Aus den vorgenannten Gründen kann die Klägerin auch nicht für sich in Anspruch nehmen, dass der Beklagte aus der von der Rechtsprechung zu den "Gefahren- und Verantwortungsbereichen" entwickelten Beweiserleichterungen dazu vortrags- und beweispflichtig ist, wie das Pferd sich verletzte. Die dargelegten Beweiserleichterungen entlasten die Klägerin im Übrigen bereits nicht grundsätzlich von ihrer Darlegungslast bezüglich der Verletzungshandlung. Es können ihr lediglich Beweiserleichterungen insoweit zu Gute kommen, wenn unter mehreren Möglichkeiten Alternativmöglichkeiten mit hoher Wahrscheinlichkeit ausgeschlossen werden können. Ferner wurden diese Grundsätze für die Fälle entwickelt, in denen nur der Anspruchsgegner und nicht der Anspruchsteller Einblick in die konkreten Verhältnisse, unter denen es zu einer entsprechenden Verletzung gekommen ist, hat. Wie bereits oben dargelegt, stand nicht nur allen Vereinsmitgliedern der Zugang zu der Weide offen. Vielmehr wurde sogar vertraglich eine Verpflichtung der Vereinsmitglieder festgeschrieben, Feststellungen zu Verletzungen, die anhand der - offensichtlich von den Vereinsmitgliedern und dem Verein unterstellten häufigen Besuche - weiterzugeben. Damit gingen auch die Vertragsparteien gerade nicht davon aus, dass die Vereinsmitglieder keinen oder unzureichenden Einblick in die konkreten Verhältnisse haben.

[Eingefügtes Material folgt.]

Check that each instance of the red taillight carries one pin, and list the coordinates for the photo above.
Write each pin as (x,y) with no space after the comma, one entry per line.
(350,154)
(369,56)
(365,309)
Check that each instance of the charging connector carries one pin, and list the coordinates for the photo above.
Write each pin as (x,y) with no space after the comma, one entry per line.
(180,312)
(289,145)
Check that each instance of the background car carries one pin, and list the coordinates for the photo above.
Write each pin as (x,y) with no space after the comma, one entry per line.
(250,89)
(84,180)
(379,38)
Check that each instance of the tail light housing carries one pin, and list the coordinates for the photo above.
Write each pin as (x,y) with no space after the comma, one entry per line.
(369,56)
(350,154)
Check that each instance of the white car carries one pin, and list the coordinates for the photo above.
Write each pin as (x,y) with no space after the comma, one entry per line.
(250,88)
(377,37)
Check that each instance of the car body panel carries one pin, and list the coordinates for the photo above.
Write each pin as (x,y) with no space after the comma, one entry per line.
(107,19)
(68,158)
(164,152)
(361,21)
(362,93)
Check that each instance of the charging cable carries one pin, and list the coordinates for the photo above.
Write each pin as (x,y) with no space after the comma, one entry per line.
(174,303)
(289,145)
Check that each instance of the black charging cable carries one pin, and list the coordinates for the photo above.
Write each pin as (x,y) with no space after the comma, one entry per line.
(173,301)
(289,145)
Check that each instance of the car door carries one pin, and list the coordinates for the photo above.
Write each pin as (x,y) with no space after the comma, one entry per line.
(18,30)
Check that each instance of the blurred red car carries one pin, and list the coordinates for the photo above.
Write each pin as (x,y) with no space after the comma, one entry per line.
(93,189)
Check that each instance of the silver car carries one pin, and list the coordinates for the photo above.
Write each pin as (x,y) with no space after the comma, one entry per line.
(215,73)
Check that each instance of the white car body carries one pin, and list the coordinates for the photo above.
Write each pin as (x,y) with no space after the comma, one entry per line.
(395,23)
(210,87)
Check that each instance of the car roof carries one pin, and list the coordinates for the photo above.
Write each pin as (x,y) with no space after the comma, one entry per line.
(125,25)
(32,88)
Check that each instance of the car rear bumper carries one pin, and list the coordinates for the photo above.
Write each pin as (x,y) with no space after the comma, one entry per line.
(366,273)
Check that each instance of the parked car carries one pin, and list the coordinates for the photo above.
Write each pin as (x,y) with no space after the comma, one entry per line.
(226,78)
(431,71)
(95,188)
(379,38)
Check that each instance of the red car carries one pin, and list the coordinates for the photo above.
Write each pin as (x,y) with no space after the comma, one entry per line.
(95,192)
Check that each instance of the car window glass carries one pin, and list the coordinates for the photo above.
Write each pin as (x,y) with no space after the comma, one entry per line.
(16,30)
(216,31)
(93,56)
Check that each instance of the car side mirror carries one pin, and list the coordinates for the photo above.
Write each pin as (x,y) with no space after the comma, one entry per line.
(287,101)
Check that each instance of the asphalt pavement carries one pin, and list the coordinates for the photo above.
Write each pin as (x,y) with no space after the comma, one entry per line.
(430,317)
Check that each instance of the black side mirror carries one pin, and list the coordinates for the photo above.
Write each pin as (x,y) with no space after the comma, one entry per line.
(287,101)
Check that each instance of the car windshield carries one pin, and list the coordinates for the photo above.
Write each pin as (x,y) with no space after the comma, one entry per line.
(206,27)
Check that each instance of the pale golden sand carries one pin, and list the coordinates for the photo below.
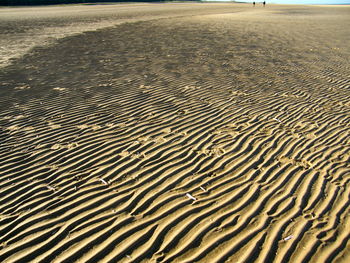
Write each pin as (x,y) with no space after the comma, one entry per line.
(202,138)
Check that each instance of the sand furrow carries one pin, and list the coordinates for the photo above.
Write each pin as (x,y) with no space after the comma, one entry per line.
(206,138)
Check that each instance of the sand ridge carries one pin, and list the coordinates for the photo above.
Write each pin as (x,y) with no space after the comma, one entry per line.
(194,139)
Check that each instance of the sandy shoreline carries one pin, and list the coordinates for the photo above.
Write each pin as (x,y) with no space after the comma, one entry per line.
(217,137)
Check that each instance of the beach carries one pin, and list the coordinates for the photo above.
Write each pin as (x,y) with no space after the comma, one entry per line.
(202,132)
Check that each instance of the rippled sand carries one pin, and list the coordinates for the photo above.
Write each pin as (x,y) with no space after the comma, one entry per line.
(216,133)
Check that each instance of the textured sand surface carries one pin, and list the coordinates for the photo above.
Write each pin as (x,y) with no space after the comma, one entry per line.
(222,137)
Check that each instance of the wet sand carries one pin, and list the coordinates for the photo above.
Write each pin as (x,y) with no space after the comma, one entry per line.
(216,134)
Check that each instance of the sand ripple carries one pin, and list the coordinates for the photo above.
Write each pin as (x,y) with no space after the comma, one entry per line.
(210,139)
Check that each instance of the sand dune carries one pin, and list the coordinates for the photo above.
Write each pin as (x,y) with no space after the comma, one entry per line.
(209,138)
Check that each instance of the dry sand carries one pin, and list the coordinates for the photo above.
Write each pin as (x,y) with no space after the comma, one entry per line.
(222,137)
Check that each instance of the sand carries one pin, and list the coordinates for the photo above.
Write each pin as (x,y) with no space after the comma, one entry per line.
(219,134)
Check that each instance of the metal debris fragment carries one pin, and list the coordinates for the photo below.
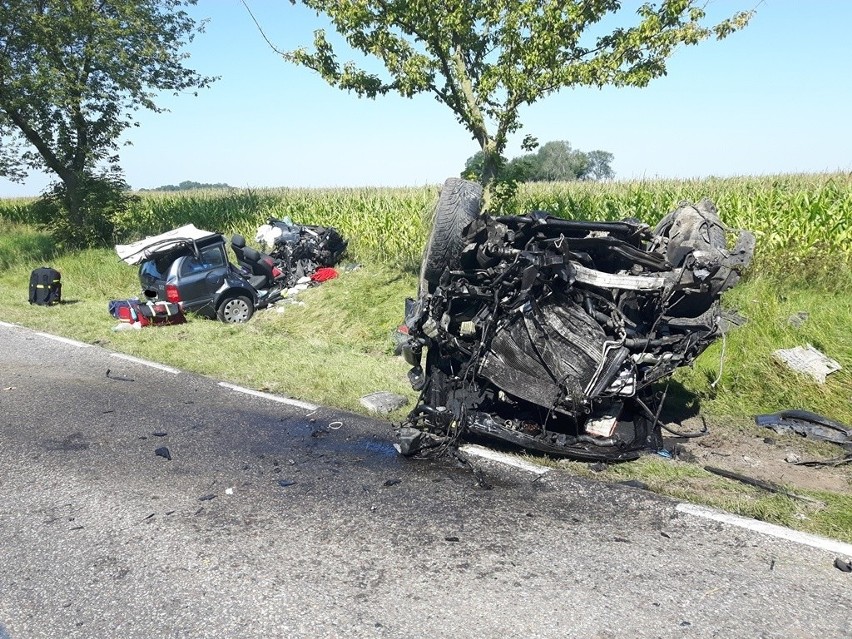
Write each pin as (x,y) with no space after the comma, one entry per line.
(808,361)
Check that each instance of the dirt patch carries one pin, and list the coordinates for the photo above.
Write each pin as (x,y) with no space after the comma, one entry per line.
(761,454)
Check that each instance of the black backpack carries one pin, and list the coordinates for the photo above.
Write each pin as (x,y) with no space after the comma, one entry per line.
(45,286)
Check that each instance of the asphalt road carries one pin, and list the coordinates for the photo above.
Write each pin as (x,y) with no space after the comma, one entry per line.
(269,523)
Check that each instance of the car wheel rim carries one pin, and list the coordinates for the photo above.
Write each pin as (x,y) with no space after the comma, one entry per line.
(236,311)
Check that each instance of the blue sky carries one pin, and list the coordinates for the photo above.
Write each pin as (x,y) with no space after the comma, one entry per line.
(773,98)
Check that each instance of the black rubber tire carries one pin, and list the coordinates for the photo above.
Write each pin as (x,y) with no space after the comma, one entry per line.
(697,224)
(460,202)
(235,310)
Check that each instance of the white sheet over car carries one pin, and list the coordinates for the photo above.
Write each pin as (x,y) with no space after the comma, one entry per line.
(143,249)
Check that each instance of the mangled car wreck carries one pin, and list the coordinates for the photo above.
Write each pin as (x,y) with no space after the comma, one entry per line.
(550,334)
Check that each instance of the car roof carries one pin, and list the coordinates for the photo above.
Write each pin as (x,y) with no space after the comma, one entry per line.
(163,243)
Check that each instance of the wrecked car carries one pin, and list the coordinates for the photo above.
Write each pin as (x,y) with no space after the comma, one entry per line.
(550,334)
(300,250)
(190,267)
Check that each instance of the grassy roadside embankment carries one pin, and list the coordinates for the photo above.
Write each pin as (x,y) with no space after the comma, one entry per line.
(336,347)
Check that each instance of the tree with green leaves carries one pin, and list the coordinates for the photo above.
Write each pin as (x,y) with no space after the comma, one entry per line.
(485,59)
(72,73)
(555,161)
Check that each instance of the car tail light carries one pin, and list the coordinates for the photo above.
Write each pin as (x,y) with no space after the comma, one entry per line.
(172,294)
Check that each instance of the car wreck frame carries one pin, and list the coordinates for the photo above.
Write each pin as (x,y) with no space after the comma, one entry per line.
(551,334)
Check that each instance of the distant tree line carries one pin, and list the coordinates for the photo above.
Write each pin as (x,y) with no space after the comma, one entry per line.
(555,161)
(188,185)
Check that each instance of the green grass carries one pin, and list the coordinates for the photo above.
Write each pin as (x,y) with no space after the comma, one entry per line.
(830,513)
(753,381)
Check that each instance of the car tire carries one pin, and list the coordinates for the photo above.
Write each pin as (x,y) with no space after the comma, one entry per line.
(460,203)
(235,310)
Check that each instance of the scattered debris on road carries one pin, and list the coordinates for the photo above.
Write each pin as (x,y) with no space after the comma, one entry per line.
(383,401)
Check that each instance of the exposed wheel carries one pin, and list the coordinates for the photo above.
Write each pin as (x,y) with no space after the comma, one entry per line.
(235,310)
(460,202)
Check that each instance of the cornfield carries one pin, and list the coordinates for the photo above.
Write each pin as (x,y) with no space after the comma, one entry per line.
(792,215)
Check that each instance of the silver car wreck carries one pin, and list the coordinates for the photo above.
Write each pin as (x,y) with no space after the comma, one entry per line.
(550,334)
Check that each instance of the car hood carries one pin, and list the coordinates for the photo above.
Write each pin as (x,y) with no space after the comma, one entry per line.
(157,244)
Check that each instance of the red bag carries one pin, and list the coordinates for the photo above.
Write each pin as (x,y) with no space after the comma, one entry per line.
(323,274)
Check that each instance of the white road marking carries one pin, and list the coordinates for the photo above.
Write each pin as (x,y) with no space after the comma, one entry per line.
(503,458)
(145,362)
(823,543)
(64,340)
(271,397)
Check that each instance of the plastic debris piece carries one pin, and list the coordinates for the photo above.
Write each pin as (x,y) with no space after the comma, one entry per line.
(383,401)
(808,361)
(806,424)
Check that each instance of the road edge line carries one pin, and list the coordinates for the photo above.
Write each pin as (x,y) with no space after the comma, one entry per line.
(64,340)
(274,398)
(772,530)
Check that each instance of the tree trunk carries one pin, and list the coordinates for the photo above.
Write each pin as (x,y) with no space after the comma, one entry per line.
(73,199)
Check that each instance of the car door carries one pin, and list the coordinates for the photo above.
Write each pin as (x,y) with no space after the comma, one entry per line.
(199,278)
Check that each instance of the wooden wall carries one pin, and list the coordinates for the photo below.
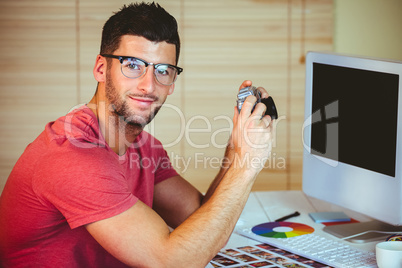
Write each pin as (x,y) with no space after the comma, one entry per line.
(48,48)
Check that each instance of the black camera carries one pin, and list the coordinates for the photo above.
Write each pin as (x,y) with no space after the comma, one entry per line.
(269,102)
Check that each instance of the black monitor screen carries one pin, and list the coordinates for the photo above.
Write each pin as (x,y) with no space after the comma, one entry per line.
(355,117)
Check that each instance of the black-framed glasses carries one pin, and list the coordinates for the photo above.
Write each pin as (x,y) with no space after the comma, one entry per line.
(133,67)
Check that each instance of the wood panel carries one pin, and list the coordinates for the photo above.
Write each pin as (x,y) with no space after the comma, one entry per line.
(48,49)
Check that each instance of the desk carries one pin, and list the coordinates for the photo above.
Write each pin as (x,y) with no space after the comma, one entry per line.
(268,206)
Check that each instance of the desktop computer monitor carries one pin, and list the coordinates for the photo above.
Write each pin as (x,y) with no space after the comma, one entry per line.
(352,136)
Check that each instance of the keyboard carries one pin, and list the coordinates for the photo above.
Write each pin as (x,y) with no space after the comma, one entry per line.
(319,248)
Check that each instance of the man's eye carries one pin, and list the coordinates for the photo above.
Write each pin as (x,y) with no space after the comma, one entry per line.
(133,64)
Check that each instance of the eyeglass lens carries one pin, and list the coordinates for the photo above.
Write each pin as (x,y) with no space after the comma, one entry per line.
(134,68)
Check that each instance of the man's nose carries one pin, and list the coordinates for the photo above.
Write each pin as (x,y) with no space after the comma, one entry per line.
(147,80)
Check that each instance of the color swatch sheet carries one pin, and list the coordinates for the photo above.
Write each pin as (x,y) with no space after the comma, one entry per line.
(261,255)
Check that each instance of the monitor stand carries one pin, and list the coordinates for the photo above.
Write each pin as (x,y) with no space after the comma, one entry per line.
(349,229)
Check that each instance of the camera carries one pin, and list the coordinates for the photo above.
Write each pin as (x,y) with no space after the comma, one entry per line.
(269,102)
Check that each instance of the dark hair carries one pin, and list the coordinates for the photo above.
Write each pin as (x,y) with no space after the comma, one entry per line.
(148,20)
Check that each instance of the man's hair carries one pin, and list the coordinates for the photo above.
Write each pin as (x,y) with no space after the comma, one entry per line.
(148,20)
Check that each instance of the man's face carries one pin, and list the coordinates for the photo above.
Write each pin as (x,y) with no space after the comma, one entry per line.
(138,100)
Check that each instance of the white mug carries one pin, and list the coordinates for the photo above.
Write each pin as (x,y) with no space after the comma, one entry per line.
(389,254)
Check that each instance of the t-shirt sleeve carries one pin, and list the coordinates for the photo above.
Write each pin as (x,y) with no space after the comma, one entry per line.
(164,168)
(83,187)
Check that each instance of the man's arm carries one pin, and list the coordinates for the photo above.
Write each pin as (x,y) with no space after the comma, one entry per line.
(175,199)
(139,236)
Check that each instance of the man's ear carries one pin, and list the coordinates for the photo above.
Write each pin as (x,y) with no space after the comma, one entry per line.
(100,69)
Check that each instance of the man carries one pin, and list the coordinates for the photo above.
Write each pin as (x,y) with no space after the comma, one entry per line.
(76,198)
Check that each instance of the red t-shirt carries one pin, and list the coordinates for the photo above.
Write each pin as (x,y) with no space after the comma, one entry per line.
(69,177)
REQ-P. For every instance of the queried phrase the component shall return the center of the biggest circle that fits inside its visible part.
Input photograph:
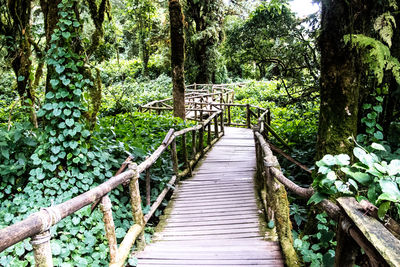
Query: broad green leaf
(380, 168)
(60, 69)
(343, 159)
(378, 135)
(329, 160)
(394, 167)
(359, 153)
(50, 95)
(55, 248)
(66, 35)
(390, 188)
(316, 198)
(378, 147)
(69, 122)
(120, 232)
(67, 112)
(55, 149)
(362, 178)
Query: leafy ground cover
(79, 240)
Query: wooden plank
(216, 255)
(201, 262)
(214, 218)
(205, 232)
(215, 222)
(384, 242)
(207, 237)
(188, 228)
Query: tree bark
(177, 57)
(341, 74)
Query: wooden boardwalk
(213, 219)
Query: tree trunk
(391, 103)
(50, 16)
(341, 73)
(177, 57)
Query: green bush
(79, 240)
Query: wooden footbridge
(217, 217)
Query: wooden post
(248, 116)
(174, 158)
(222, 123)
(42, 249)
(201, 139)
(136, 204)
(216, 126)
(195, 111)
(105, 207)
(148, 187)
(185, 155)
(194, 144)
(209, 134)
(347, 248)
(229, 115)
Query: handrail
(353, 229)
(37, 225)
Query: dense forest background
(74, 72)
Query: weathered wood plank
(213, 219)
(386, 243)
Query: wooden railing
(355, 228)
(381, 246)
(37, 226)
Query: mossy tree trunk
(392, 102)
(97, 12)
(177, 57)
(50, 16)
(16, 27)
(341, 74)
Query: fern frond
(375, 54)
(384, 25)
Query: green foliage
(374, 176)
(16, 147)
(373, 131)
(204, 33)
(316, 249)
(124, 92)
(287, 54)
(376, 55)
(79, 239)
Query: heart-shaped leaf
(69, 122)
(60, 69)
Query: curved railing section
(212, 106)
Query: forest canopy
(73, 74)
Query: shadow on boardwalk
(213, 219)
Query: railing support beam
(42, 249)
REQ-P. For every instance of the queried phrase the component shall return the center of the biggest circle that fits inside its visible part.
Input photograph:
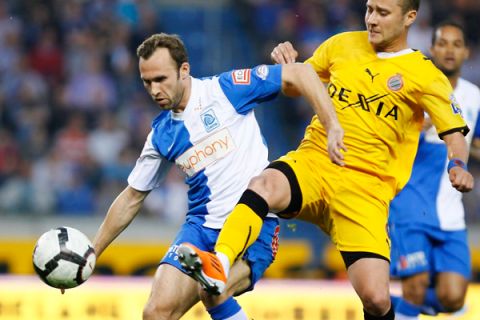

Ein Grund für eine Beweiserleichterung oder sogar für eine Beweislastumkehr ist unter diesen Umständen nicht ersichtlich.

25

Dass die Klägerin und der Drittwiderbeklagte die anteiligen, vertraglich vereinbarten Pensionsentgelte, wie mit der Widerklage gefordert (180 €), nicht entrichtet haben, ist unstreitig. Ebenso ist unstreitig, dass die Aufwendungen für die Wurmkur in Höhe von 18 € offen sind. Schließlich ist auch die Berechnung der außergerichtlichen Rechtsanwaltskosten durch die Beklagte nicht zu beanstanden. Vor diesem Hintergrund waren die Klägerin und der Drittwiderbeklagte zur Zahlung zu verurteilen.

26

Soweit der Drittwiderbeklagte nach Schluss der mündlichen Verhandlung vom 8. August 2017 noch erklärte, er habe seine Unterschrift auf dem Formular nur im Auftrag seiner Frau geleistet, würde ihn selbst dieses Vorbringen von der Zahlungspflicht nicht befreien. Die behauptete Bevollmächtigung wurde der Beklagten nicht offen gelegt, so dass der vom Drittwiderbeklagten behauptete "Mangel des Willens, im eigenen Namen zu handeln" gegenüber dem Beklagten keine Wirkung entfaltet (§ 164 Abs. 2 BGB).

27

Die Kostenentscheidung folgt aus § 91 ZPO. Die Entscheidung zur vorläufigen Vollstreckbarkeit ergibt sich aus den §§ 708 Nr. 10, 713 ZPO.

28

Die Voraussetzungen für eine Zulassung der Revision (§ 543 Abs. 2 ZPO) liegen nicht vor.